The GRM used in VanRaden 2 corrects for this by dividing each $j$th column of $\mathbf{X}$ by $\sqrt{2p_j(1 - p_j)}$ to produce $\mathbf{X^*}$. So unlike in $\mathbf{G_1}$, each locus is scaled individually depending on its MAF. Then, making the assumption that every variant contributes equally to the genetic variance, the GRM is divided by the total number of variants that were used to construct it, $m$:

$$ \begin{equation} \mathbf{G_2} = \frac{\mathbf{X^*X^{*T}}}{m} \end{equation} $$

For this to be true, the effects of rarer variants must be larger for these loci to contribute the same proportion of the genetic variance as a common variant. This GRM is used in the GREML analyses performed by the Genome-wide Complex Trait Analysis (GCTA) software.

Neither of the VanRaden models consider the influence of linkage disequilibrium (LD) on their heritability estimates. When using genotype data, we are typically picking up variance introduced by causal variants through genotyped variants that are in LD with them. It is possible that more than one of the genotyped variants represent signal from a single causal variant. This becomes problematic when some causal variants are disproportionately over-represented by genotyped variants than others (for example, because they are in a genomic region with high levels of LD). This could bias our heritability estimates.

A solution to this was proposed by Speed et al. in 2012 and is implemented in their software Linkage Disequilibrium Adjusted Kinship (LDAK). Each column $j$ of $\mathbf{X^*}$ is multiplied by a weight, $\sqrt{w_j}$, dependent on the LD of variant $j$ with every other genotyped variant. This weighting ensures that the heritability estimate is not biased by varying LD between causal and genotyped variants in the data.
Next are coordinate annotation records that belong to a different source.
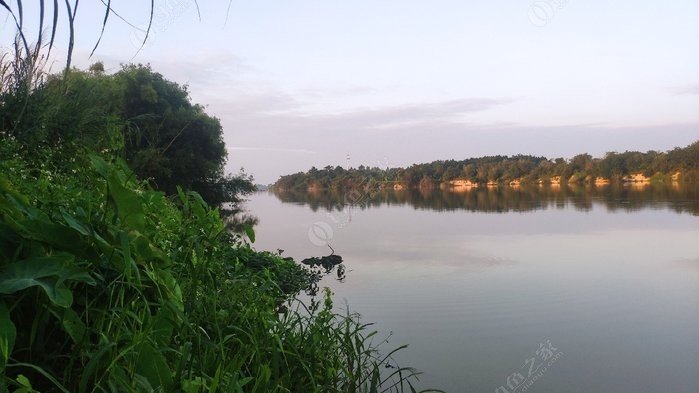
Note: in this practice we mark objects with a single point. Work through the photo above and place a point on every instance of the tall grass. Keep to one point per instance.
(107, 285)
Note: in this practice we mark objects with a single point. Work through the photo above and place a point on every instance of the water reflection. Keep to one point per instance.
(681, 198)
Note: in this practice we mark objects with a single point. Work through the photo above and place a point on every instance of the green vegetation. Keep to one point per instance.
(504, 169)
(136, 114)
(114, 278)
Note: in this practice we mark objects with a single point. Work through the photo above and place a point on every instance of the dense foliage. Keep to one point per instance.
(115, 278)
(504, 169)
(109, 285)
(136, 114)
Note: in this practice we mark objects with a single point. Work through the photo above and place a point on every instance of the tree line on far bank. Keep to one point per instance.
(654, 165)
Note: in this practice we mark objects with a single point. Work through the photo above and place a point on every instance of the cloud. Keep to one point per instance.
(686, 90)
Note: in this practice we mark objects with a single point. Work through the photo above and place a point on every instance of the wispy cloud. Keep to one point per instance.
(686, 90)
(271, 149)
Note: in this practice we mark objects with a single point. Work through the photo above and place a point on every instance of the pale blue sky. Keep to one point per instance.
(302, 83)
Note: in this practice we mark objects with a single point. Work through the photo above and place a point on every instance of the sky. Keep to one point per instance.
(306, 83)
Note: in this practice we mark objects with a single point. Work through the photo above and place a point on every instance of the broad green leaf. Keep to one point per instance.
(8, 333)
(100, 165)
(75, 224)
(128, 203)
(49, 273)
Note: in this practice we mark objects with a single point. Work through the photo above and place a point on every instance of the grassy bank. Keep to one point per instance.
(109, 285)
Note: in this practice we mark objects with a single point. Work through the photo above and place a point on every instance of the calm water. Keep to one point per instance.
(548, 290)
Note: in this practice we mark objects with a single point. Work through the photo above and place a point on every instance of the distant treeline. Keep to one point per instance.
(678, 197)
(505, 169)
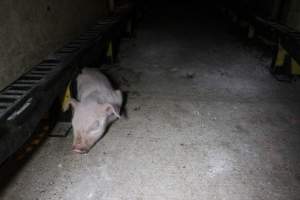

I have described the very basics of both GCTA and LDAK approaches to GRMs, but both groups have developed further variations on their original approaches in attempts to further reduce bias in GREML heritability estimation. Both approaches are used in the literature: there is no community-wide consensus on which is best. Uncertainty surrounding the unbiasedness of GREML approaches arises because we have to make numerous assumptions when constructing any GRM: normality, polygenecity, inverse MAF-effect size relationship, and so on. The consequences of breaches of these assumptions on heritability estimates is hotly debated and a subject of continuing research.

GREML can be a tricky subject to understand by just diving into the relevant papers. My hope is that this short series has introduced you to some of the main concepts and terms you will encounter whilst reading about GREML; how these fit together; and most importantly, despite its age and prolific use, the fact that GREML is still evolving.

References

VanRaden, P. M. (2008) ‘Efficient methods to compute genomic predictions’, Journal of Dairy Science, 91(11), pp. 4414–4423. doi: 10.3168/jds.2007-0980.

Speed, D. et al. (2012) ‘Improved heritability estimation from genome-wide SNPs’, American Journal of Human Genetics. Elsevier, 91(6), pp. 1011–1021. doi: 10.1016/j.ajhg.2012.10.010.